米特別検察官 ロシア疑惑で情報機関当局者ら12人起訴

米特別検察官 ロシア疑惑で情報機関当局者ら12人起訴
アメリカの、いわゆる「ロシア疑惑」の捜査を進めるモラー特別検察官は、おととしの大統領選挙に干渉したとして、ロシアの情報機関の当局者ら12人を起訴しました。16日にトランプ大統領がロシアのプーチン大統領との首脳会談に臨む予定で、その影響が注目されています。
おととしのアメリカ大統領選挙にロシアが干渉したとされる、いわゆるロシア疑惑の捜査を進めるモラー特別検察官は13日、アメリカに大規模なサイバー攻撃を行ったとして、国家に対する謀略などの罪でロシア軍の情報機関の当局者ら12人を起訴したと発表しました。

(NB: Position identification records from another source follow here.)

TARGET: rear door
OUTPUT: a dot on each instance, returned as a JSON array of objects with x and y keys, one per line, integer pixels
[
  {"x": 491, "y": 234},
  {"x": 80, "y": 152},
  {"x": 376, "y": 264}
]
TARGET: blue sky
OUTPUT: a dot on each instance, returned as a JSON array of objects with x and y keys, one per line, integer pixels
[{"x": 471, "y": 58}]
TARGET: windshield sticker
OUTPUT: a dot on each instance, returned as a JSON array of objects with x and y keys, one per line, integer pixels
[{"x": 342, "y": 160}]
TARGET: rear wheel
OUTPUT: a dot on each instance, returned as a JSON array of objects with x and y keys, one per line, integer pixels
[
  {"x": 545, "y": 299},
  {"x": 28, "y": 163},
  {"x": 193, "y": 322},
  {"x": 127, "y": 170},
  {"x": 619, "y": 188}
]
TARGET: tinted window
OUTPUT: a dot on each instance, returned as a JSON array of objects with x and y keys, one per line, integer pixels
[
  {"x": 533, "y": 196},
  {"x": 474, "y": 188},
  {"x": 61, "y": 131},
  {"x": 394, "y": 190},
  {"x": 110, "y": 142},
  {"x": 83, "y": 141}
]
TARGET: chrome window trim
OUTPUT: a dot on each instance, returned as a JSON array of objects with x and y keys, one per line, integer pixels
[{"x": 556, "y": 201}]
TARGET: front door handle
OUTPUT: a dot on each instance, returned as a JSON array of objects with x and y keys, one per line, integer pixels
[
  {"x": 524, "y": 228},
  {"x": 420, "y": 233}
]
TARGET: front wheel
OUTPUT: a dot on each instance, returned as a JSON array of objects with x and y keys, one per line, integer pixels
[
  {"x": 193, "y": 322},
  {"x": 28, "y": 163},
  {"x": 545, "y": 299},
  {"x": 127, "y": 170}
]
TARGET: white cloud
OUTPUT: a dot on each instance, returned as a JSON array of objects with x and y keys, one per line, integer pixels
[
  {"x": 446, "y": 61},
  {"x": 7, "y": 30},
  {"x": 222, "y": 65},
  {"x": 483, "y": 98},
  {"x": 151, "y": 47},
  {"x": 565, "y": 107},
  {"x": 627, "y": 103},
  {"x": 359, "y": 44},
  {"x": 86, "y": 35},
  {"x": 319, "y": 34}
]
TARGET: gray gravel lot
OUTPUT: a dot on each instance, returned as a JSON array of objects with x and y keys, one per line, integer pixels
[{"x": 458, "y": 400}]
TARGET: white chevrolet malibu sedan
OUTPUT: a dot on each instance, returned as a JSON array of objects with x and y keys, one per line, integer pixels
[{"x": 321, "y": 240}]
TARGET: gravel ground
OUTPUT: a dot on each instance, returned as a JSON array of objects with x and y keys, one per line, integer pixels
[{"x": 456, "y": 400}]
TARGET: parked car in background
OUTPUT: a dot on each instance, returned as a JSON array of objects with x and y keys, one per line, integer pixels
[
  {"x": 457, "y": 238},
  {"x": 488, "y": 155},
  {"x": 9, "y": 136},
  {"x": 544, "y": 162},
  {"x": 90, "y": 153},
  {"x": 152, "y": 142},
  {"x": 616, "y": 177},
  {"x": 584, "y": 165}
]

起訴状によりますと、ロシア軍の当局者らは、選挙に干渉することを狙って、民主党陣営のコンピューターをハッキングしてメールや資料などを盗み出し、さらにインターネット上でアメリカ人を装ってメールなどを拡散させたということです。

また、当局者らは、州の選挙管理委員会のウェブサイトをハッキングし、およそ50万人の有権者の個人情報を盗み出したということですが、記者会見したローゼンスタイン司法副長官は「選挙結果に影響は与えなかった」としています。

ロシア疑惑をめぐっては、モラー特別検察官はトランプ陣営とロシアの共謀についても捜査していますが、今回起訴された内容にアメリカ人は関わっていないということです。

16日にはトランプ大統領とロシアのプーチン大統領の首脳会談が予定されているだけに、会談への影響が注目されます。

米野党トップが強い危機感

今回の起訴を受けて、野党・民主党の下院トップ、ペロシ院内総務は13日、声明を発表し、「ロシアが大統領選挙を妨害するために大規模かつ一斉に攻撃を仕掛けたもので、この秋の中間選挙でも行われるだろう」と述べ、強い危機感を示しました。

そのうえで、「トランプ大統領は、ロシアが民主主義に対する攻撃をやめるという具体的かつ包括的な約束をとりつけなければならない。プーチン大統領に立ち向かわないことは、民主主義に対する裏切りにほかならない」と述べ、3日後に行われる米ロ首脳会談で、トランプ大統領はプーチン大統領に直接対応を求めるべきだと、くぎを刺しました。